The court’s key sentence: “The worldwide and retaliatory tariff orders exceed any authority granted to the president under IEEPA to regulate importation by means of tariffs.”
IEEPA - the “International Emergency Economic Powers Act” - is a law from 1977 that allows the president to intervene in economic matters during a crisis, under specific conditions. But the court made clear: tariffs are not among them.
A Legal Breach - Blocked
Trump had attempted to implement a wide range of punitive tariffs without prior congressional approval - often arguing that the US trade deficit represented a “national emergency.” His administration claimed that IEEPA allowed the president to respond to economic threats with broad trade restrictions.
But the plaintiffs - a coalition of small and mid-sized businesses, led by wine importer V.O.S. Selections, along with twelve US states led by Oregon - saw this as a dangerous precedent.
“This ruling confirms that laws matter - and that trade decisions cannot be made based on a president’s emotional state,” said Oregon Attorney General Dan Rayfield after the decision.
The ruling is especially significant because Trump’s attorneys had relied on the 1971 Nixon precedent - when a court had approved emergency executive action to protect the US economy.

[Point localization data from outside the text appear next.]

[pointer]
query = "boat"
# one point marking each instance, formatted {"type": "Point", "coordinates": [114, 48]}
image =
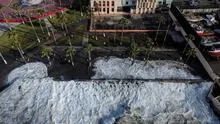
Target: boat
{"type": "Point", "coordinates": [214, 98]}
{"type": "Point", "coordinates": [215, 52]}
{"type": "Point", "coordinates": [217, 31]}
{"type": "Point", "coordinates": [210, 41]}
{"type": "Point", "coordinates": [193, 18]}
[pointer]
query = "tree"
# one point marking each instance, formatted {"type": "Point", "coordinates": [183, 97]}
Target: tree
{"type": "Point", "coordinates": [165, 37]}
{"type": "Point", "coordinates": [38, 39]}
{"type": "Point", "coordinates": [17, 6]}
{"type": "Point", "coordinates": [41, 11]}
{"type": "Point", "coordinates": [70, 52]}
{"type": "Point", "coordinates": [135, 50]}
{"type": "Point", "coordinates": [63, 19]}
{"type": "Point", "coordinates": [89, 49]}
{"type": "Point", "coordinates": [188, 38]}
{"type": "Point", "coordinates": [191, 53]}
{"type": "Point", "coordinates": [47, 52]}
{"type": "Point", "coordinates": [2, 57]}
{"type": "Point", "coordinates": [1, 6]}
{"type": "Point", "coordinates": [123, 22]}
{"type": "Point", "coordinates": [148, 49]}
{"type": "Point", "coordinates": [15, 44]}
{"type": "Point", "coordinates": [161, 20]}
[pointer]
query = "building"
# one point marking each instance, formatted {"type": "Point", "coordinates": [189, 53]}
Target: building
{"type": "Point", "coordinates": [127, 6]}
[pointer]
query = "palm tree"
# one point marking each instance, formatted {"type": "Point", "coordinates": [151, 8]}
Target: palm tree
{"type": "Point", "coordinates": [1, 6]}
{"type": "Point", "coordinates": [2, 57]}
{"type": "Point", "coordinates": [89, 49]}
{"type": "Point", "coordinates": [148, 50]}
{"type": "Point", "coordinates": [161, 20]}
{"type": "Point", "coordinates": [134, 51]}
{"type": "Point", "coordinates": [70, 52]}
{"type": "Point", "coordinates": [17, 6]}
{"type": "Point", "coordinates": [47, 52]}
{"type": "Point", "coordinates": [15, 44]}
{"type": "Point", "coordinates": [29, 18]}
{"type": "Point", "coordinates": [40, 11]}
{"type": "Point", "coordinates": [165, 37]}
{"type": "Point", "coordinates": [191, 53]}
{"type": "Point", "coordinates": [63, 18]}
{"type": "Point", "coordinates": [123, 22]}
{"type": "Point", "coordinates": [188, 38]}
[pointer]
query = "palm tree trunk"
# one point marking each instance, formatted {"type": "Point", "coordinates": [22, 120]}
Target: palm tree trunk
{"type": "Point", "coordinates": [3, 58]}
{"type": "Point", "coordinates": [157, 31]}
{"type": "Point", "coordinates": [90, 58]}
{"type": "Point", "coordinates": [184, 50]}
{"type": "Point", "coordinates": [122, 34]}
{"type": "Point", "coordinates": [54, 38]}
{"type": "Point", "coordinates": [166, 35]}
{"type": "Point", "coordinates": [41, 26]}
{"type": "Point", "coordinates": [20, 16]}
{"type": "Point", "coordinates": [69, 41]}
{"type": "Point", "coordinates": [147, 59]}
{"type": "Point", "coordinates": [71, 59]}
{"type": "Point", "coordinates": [48, 32]}
{"type": "Point", "coordinates": [187, 59]}
{"type": "Point", "coordinates": [6, 20]}
{"type": "Point", "coordinates": [114, 34]}
{"type": "Point", "coordinates": [22, 56]}
{"type": "Point", "coordinates": [19, 45]}
{"type": "Point", "coordinates": [48, 58]}
{"type": "Point", "coordinates": [38, 39]}
{"type": "Point", "coordinates": [66, 30]}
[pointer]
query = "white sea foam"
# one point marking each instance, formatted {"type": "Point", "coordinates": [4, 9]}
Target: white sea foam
{"type": "Point", "coordinates": [31, 2]}
{"type": "Point", "coordinates": [124, 69]}
{"type": "Point", "coordinates": [89, 102]}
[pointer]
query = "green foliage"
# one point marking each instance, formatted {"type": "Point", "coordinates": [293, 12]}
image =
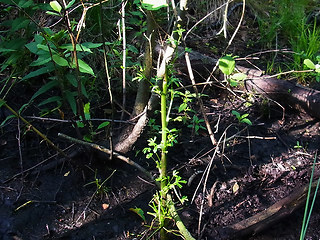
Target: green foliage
{"type": "Point", "coordinates": [308, 209]}
{"type": "Point", "coordinates": [227, 66]}
{"type": "Point", "coordinates": [287, 22]}
{"type": "Point", "coordinates": [316, 67]}
{"type": "Point", "coordinates": [197, 124]}
{"type": "Point", "coordinates": [242, 118]}
{"type": "Point", "coordinates": [154, 5]}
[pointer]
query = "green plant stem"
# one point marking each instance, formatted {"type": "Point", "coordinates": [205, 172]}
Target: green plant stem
{"type": "Point", "coordinates": [35, 130]}
{"type": "Point", "coordinates": [164, 132]}
{"type": "Point", "coordinates": [163, 163]}
{"type": "Point", "coordinates": [173, 212]}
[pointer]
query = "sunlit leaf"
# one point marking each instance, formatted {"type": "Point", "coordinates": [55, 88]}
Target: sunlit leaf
{"type": "Point", "coordinates": [247, 121]}
{"type": "Point", "coordinates": [309, 64]}
{"type": "Point", "coordinates": [70, 4]}
{"type": "Point", "coordinates": [154, 5]}
{"type": "Point", "coordinates": [70, 96]}
{"type": "Point", "coordinates": [85, 68]}
{"type": "Point", "coordinates": [235, 113]}
{"type": "Point", "coordinates": [86, 110]}
{"type": "Point", "coordinates": [50, 100]}
{"type": "Point", "coordinates": [239, 76]}
{"type": "Point", "coordinates": [139, 212]}
{"type": "Point", "coordinates": [227, 64]}
{"type": "Point", "coordinates": [60, 60]}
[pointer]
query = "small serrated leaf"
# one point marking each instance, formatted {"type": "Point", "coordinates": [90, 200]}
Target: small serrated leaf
{"type": "Point", "coordinates": [60, 60]}
{"type": "Point", "coordinates": [309, 64]}
{"type": "Point", "coordinates": [227, 64]}
{"type": "Point", "coordinates": [247, 121]}
{"type": "Point", "coordinates": [139, 212]}
{"type": "Point", "coordinates": [239, 76]}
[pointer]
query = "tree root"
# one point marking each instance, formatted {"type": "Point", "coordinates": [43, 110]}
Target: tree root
{"type": "Point", "coordinates": [264, 219]}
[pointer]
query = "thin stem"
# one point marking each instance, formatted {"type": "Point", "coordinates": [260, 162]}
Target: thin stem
{"type": "Point", "coordinates": [124, 57]}
{"type": "Point", "coordinates": [164, 124]}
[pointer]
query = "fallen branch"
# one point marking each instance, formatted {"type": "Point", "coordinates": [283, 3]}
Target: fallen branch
{"type": "Point", "coordinates": [264, 219]}
{"type": "Point", "coordinates": [108, 151]}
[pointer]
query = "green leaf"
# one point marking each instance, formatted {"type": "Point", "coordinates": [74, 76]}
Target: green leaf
{"type": "Point", "coordinates": [182, 107]}
{"type": "Point", "coordinates": [92, 45]}
{"type": "Point", "coordinates": [70, 4]}
{"type": "Point", "coordinates": [102, 125]}
{"type": "Point", "coordinates": [233, 83]}
{"type": "Point", "coordinates": [42, 60]}
{"type": "Point", "coordinates": [56, 6]}
{"type": "Point", "coordinates": [139, 212]}
{"type": "Point", "coordinates": [70, 96]}
{"type": "Point", "coordinates": [45, 88]}
{"type": "Point", "coordinates": [2, 102]}
{"type": "Point", "coordinates": [236, 114]}
{"type": "Point", "coordinates": [52, 13]}
{"type": "Point", "coordinates": [239, 76]}
{"type": "Point", "coordinates": [227, 64]}
{"type": "Point", "coordinates": [154, 5]}
{"type": "Point", "coordinates": [60, 60]}
{"type": "Point", "coordinates": [309, 64]}
{"type": "Point", "coordinates": [247, 121]}
{"type": "Point", "coordinates": [56, 99]}
{"type": "Point", "coordinates": [244, 115]}
{"type": "Point", "coordinates": [80, 124]}
{"type": "Point", "coordinates": [86, 110]}
{"type": "Point", "coordinates": [38, 72]}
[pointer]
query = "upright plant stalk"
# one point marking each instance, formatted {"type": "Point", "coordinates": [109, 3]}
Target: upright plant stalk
{"type": "Point", "coordinates": [74, 42]}
{"type": "Point", "coordinates": [124, 57]}
{"type": "Point", "coordinates": [164, 125]}
{"type": "Point", "coordinates": [108, 80]}
{"type": "Point", "coordinates": [163, 163]}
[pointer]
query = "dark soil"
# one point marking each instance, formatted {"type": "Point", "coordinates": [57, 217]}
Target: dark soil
{"type": "Point", "coordinates": [42, 197]}
{"type": "Point", "coordinates": [250, 173]}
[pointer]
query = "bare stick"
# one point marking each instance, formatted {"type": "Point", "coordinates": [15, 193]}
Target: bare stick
{"type": "Point", "coordinates": [108, 151]}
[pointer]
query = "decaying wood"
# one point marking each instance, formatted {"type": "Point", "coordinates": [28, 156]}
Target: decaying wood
{"type": "Point", "coordinates": [284, 92]}
{"type": "Point", "coordinates": [264, 219]}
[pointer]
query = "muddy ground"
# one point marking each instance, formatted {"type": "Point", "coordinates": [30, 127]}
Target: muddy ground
{"type": "Point", "coordinates": [58, 200]}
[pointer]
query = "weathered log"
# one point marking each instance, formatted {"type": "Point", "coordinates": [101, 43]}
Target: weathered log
{"type": "Point", "coordinates": [286, 93]}
{"type": "Point", "coordinates": [264, 219]}
{"type": "Point", "coordinates": [282, 91]}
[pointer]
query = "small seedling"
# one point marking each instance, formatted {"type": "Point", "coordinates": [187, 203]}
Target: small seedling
{"type": "Point", "coordinates": [298, 146]}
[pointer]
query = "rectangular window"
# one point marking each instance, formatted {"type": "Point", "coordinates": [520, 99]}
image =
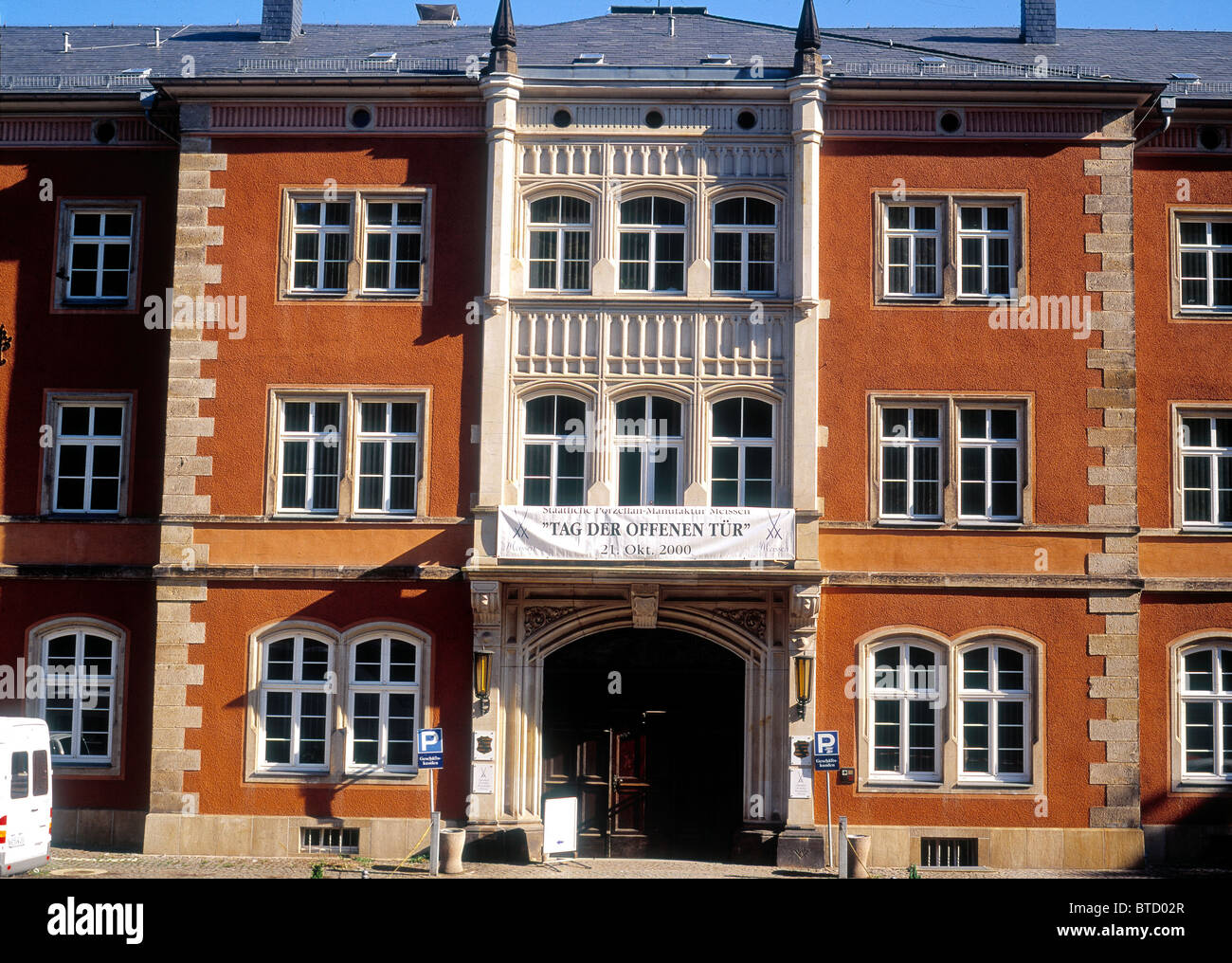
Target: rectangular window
{"type": "Point", "coordinates": [321, 245]}
{"type": "Point", "coordinates": [19, 786]}
{"type": "Point", "coordinates": [87, 460]}
{"type": "Point", "coordinates": [100, 254]}
{"type": "Point", "coordinates": [989, 463]}
{"type": "Point", "coordinates": [911, 463]}
{"type": "Point", "coordinates": [308, 451]}
{"type": "Point", "coordinates": [1205, 249]}
{"type": "Point", "coordinates": [1205, 449]}
{"type": "Point", "coordinates": [356, 244]}
{"type": "Point", "coordinates": [389, 457]}
{"type": "Point", "coordinates": [985, 250]}
{"type": "Point", "coordinates": [912, 237]}
{"type": "Point", "coordinates": [393, 244]}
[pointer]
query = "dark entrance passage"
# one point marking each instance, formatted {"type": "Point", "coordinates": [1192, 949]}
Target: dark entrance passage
{"type": "Point", "coordinates": [647, 729]}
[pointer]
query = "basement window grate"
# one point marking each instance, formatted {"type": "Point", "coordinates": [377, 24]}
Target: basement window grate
{"type": "Point", "coordinates": [947, 852]}
{"type": "Point", "coordinates": [327, 839]}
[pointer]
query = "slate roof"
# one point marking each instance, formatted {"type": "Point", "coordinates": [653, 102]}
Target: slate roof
{"type": "Point", "coordinates": [32, 60]}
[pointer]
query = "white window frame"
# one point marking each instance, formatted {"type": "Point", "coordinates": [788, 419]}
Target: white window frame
{"type": "Point", "coordinates": [1212, 453]}
{"type": "Point", "coordinates": [555, 441]}
{"type": "Point", "coordinates": [648, 444]}
{"type": "Point", "coordinates": [1220, 698]}
{"type": "Point", "coordinates": [559, 229]}
{"type": "Point", "coordinates": [91, 441]}
{"type": "Point", "coordinates": [988, 444]}
{"type": "Point", "coordinates": [994, 696]}
{"type": "Point", "coordinates": [296, 686]}
{"type": "Point", "coordinates": [109, 682]}
{"type": "Point", "coordinates": [393, 230]}
{"type": "Point", "coordinates": [383, 688]}
{"type": "Point", "coordinates": [744, 229]}
{"type": "Point", "coordinates": [985, 234]}
{"type": "Point", "coordinates": [1208, 249]}
{"type": "Point", "coordinates": [913, 234]}
{"type": "Point", "coordinates": [387, 439]}
{"type": "Point", "coordinates": [320, 229]}
{"type": "Point", "coordinates": [653, 230]}
{"type": "Point", "coordinates": [903, 696]}
{"type": "Point", "coordinates": [311, 437]}
{"type": "Point", "coordinates": [72, 241]}
{"type": "Point", "coordinates": [911, 444]}
{"type": "Point", "coordinates": [742, 444]}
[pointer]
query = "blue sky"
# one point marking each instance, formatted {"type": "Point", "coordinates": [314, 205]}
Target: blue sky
{"type": "Point", "coordinates": [1140, 13]}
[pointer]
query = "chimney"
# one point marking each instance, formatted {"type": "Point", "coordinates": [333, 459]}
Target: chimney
{"type": "Point", "coordinates": [1039, 21]}
{"type": "Point", "coordinates": [808, 42]}
{"type": "Point", "coordinates": [281, 20]}
{"type": "Point", "coordinates": [503, 58]}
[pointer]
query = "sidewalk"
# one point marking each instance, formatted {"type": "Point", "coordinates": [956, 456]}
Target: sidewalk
{"type": "Point", "coordinates": [107, 864]}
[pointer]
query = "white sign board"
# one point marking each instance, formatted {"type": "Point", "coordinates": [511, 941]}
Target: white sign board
{"type": "Point", "coordinates": [645, 534]}
{"type": "Point", "coordinates": [559, 826]}
{"type": "Point", "coordinates": [483, 774]}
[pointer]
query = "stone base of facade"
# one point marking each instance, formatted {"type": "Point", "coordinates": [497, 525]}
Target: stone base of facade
{"type": "Point", "coordinates": [1174, 845]}
{"type": "Point", "coordinates": [1013, 847]}
{"type": "Point", "coordinates": [107, 827]}
{"type": "Point", "coordinates": [172, 834]}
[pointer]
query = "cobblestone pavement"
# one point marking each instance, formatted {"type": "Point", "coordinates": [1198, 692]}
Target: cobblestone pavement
{"type": "Point", "coordinates": [107, 864]}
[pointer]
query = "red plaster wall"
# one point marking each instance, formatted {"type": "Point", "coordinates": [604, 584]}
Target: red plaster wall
{"type": "Point", "coordinates": [235, 609]}
{"type": "Point", "coordinates": [1060, 622]}
{"type": "Point", "coordinates": [929, 349]}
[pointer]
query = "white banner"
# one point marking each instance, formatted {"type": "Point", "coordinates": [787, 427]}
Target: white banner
{"type": "Point", "coordinates": [599, 534]}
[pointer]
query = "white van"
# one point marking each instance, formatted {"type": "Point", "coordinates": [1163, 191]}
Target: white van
{"type": "Point", "coordinates": [25, 794]}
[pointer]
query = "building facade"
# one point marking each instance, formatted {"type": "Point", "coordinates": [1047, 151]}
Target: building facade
{"type": "Point", "coordinates": [628, 398]}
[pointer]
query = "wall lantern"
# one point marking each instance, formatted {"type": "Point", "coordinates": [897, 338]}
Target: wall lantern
{"type": "Point", "coordinates": [804, 665]}
{"type": "Point", "coordinates": [483, 680]}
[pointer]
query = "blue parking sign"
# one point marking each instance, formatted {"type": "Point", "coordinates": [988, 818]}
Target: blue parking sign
{"type": "Point", "coordinates": [825, 752]}
{"type": "Point", "coordinates": [430, 749]}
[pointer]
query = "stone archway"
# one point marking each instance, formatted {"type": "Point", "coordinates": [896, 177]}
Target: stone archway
{"type": "Point", "coordinates": [521, 625]}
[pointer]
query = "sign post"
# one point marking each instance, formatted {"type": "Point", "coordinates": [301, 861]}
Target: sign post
{"type": "Point", "coordinates": [430, 755]}
{"type": "Point", "coordinates": [825, 757]}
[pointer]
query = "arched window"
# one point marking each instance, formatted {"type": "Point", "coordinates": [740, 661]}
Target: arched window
{"type": "Point", "coordinates": [906, 698]}
{"type": "Point", "coordinates": [82, 667]}
{"type": "Point", "coordinates": [649, 444]}
{"type": "Point", "coordinates": [554, 451]}
{"type": "Point", "coordinates": [994, 713]}
{"type": "Point", "coordinates": [383, 704]}
{"type": "Point", "coordinates": [1204, 692]}
{"type": "Point", "coordinates": [295, 702]}
{"type": "Point", "coordinates": [559, 247]}
{"type": "Point", "coordinates": [744, 245]}
{"type": "Point", "coordinates": [742, 453]}
{"type": "Point", "coordinates": [652, 244]}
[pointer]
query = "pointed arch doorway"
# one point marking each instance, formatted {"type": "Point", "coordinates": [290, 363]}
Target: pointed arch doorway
{"type": "Point", "coordinates": [647, 729]}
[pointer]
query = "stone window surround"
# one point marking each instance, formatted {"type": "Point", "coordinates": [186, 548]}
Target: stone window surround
{"type": "Point", "coordinates": [340, 645]}
{"type": "Point", "coordinates": [1177, 411]}
{"type": "Point", "coordinates": [53, 402]}
{"type": "Point", "coordinates": [1177, 650]}
{"type": "Point", "coordinates": [951, 782]}
{"type": "Point", "coordinates": [61, 304]}
{"type": "Point", "coordinates": [358, 196]}
{"type": "Point", "coordinates": [602, 465]}
{"type": "Point", "coordinates": [698, 235]}
{"type": "Point", "coordinates": [949, 202]}
{"type": "Point", "coordinates": [951, 403]}
{"type": "Point", "coordinates": [350, 397]}
{"type": "Point", "coordinates": [36, 642]}
{"type": "Point", "coordinates": [1175, 213]}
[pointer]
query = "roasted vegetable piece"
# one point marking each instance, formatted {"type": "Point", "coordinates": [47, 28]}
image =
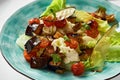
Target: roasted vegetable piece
{"type": "Point", "coordinates": [36, 28]}
{"type": "Point", "coordinates": [78, 68]}
{"type": "Point", "coordinates": [48, 51]}
{"type": "Point", "coordinates": [29, 31]}
{"type": "Point", "coordinates": [65, 13]}
{"type": "Point", "coordinates": [32, 45]}
{"type": "Point", "coordinates": [38, 62]}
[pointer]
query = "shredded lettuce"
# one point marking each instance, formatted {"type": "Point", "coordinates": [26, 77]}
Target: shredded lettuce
{"type": "Point", "coordinates": [113, 50]}
{"type": "Point", "coordinates": [55, 6]}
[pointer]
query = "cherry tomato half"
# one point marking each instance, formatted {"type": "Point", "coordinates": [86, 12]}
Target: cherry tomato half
{"type": "Point", "coordinates": [72, 43]}
{"type": "Point", "coordinates": [28, 56]}
{"type": "Point", "coordinates": [34, 21]}
{"type": "Point", "coordinates": [78, 69]}
{"type": "Point", "coordinates": [44, 43]}
{"type": "Point", "coordinates": [48, 21]}
{"type": "Point", "coordinates": [93, 31]}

But the current panel - led by veteran trade judge Jane A. Restani, along with Joseph A. Laroski Jr., a former Commerce Department official, and Lisa W. Wang, an expert in trade enforcement - strongly rejected this interpretation.
In their reasoning, the judges stated clearly that the law only applies in cases of an “unusual and extraordinary threat” - and a trade deficit, which the US has run for nearly half a century, does not meet that threshold.
Trump had previously imposed tariffs on countries including China, Canada, and Mexico - sometimes citing immigration, drug trafficking, or national security. His so-called “Liberation Day Tariff” was particularly controversial, shaking markets and triggering sharp losses on Wall Street.
A President Versus Reality
Economically, Trump’s tariffs - despite grand rhetoric - have achieved little. The trade deficit has not been meaningfully reduced, nor has there been a significant reshoring of manufacturing. On the contrary, many industries have reported rising prices, production losses, and layoffs. V.O.S. Selections, the lead plaintiff, stated publicly that the company is facing economic ruin due to the tariffs.
Trump has repeatedly claimed that the trade deficit poses a “national danger” warranting emergency economic powers. His spokespeople insisted that “only Congress, not the courts,” can determine whether such an emergency exists. The Trump administration has announced it will appeal.
But for now, one thing is clear: The economic unilateralism of a president has its limits - at least in the courts.